Compelling evidence that the recovered motifs were genuine and the approach was effective came from a comparison of the motif predictions with experimentally characterized operators. In all cases that could be checked, the prediction was in full agreement with the experimental findings. This was true for CcpA in Lactobacilli [48, 49], for the Lp_3470 ortholog LacR in Lactobacillus delbrueckii subsp. lactis [50], for the Lp_3479 ortholog GalR in Streptococcus thermophilus [51] and in Streptococcus mutans [52], as well as for MalR in Stretococcus pneumoniae [53], for MalI in E. coli [31] and for ExuR in Bacillus subtilis [54] (see Tables 1, 2 and 3).

Table 1 The CRE consensus. For B. subtilus and species of the phylum Firmicutes in general, a consensus has been formulated by others on basis of both (exp) experiment and (pred) predictions. For the composition of the L. plantarum CRE consensus (bold, italics) we have used the two experimentally established CREs in L. plantarum [49,110] and the initial CcpA operator motif retrieved by us (Figure 2).
Table 2 Known and predicted operators for ExuR in B. subtilis and MalI in E. coli. The operators determined by experiment are shown in normal print and the same operators as predicted using our new approach are shown in bold italics. O1 and O2 indicate the relative position of the operator sequences with respect to the translation start.
Table 3 Operators for various LacI-family TFs present in L. plantarum. The operators that were verified by experiment in several species of the phylum Firmicutes are listed in normal print, the operators predicted by us for the orthologous TFs in L. plantarum are in bold italics. O1 and O2 indicate the relative position of the operator sequences with respect to the translation start. * Transcription from O1 was 10 times stronger than from O2.

Validation: Comparison of the predicted with 3-D structure information from literature

It also proved possible to use structural information on the binding of several LacI-family members to their respective operator [5557] to validate predicted motifs. Differences in the conservation of certain amino acid residues in the DNA-binding domain of the TF were compared to the composition of the connected operator. Two clear correlations between protein sequence and operator sequence were found (see also the legend to Figure 2):

- Firstly, the structural data suggest that, in the case of CcpA and LacI, the conserved arginine located at position 24 is one of the few residues that hydrogen bonds directly with one of the nucleotide bases, a guanine at position -6 of the operator [56, 57]. In Lp_3661 (RbsR) and its orthologs, the arginine is replaced by a glutamine (or leucine) and correspondingly the otherwise 'conserved' guanine is replaced by a thymidine. In fact, such a replacement was observed for all other studied LacI-family TFs deviant at position 24 (see Additional file 7). These anomalous TFs include MalI from E. coli which was proven experimentally to indeed bind an operator with a thymidine at position -6 [31] (Table 2).

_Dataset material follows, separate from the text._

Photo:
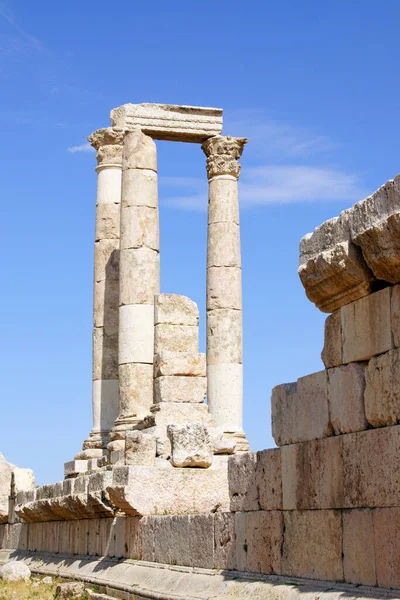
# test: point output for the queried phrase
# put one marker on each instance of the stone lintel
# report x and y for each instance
(169, 122)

- Secondly, the 'EbgR-like' TFs (i.e. Lp_3470 (LacR), Lp_3479 (GalR) and Lp_3488 (RafR)) are expected to have distinct DNA-binding features. Members of this subfamily lack the conserved leucine residue (position 60 in Figure 2) that according to the 3D-structure of operator-bound CcpA [57] intercalates between the central CG base pairs that are characteristic for 'CcpA-like' operators [22]. Concordantly, the predicted 'EbgR-like' LacI-family TF operators lack the central CG nucleotide pair. Possibly, the conserved arginine at position 24 interacts with the conserved single C or G nucleotide in the operator (Table 3).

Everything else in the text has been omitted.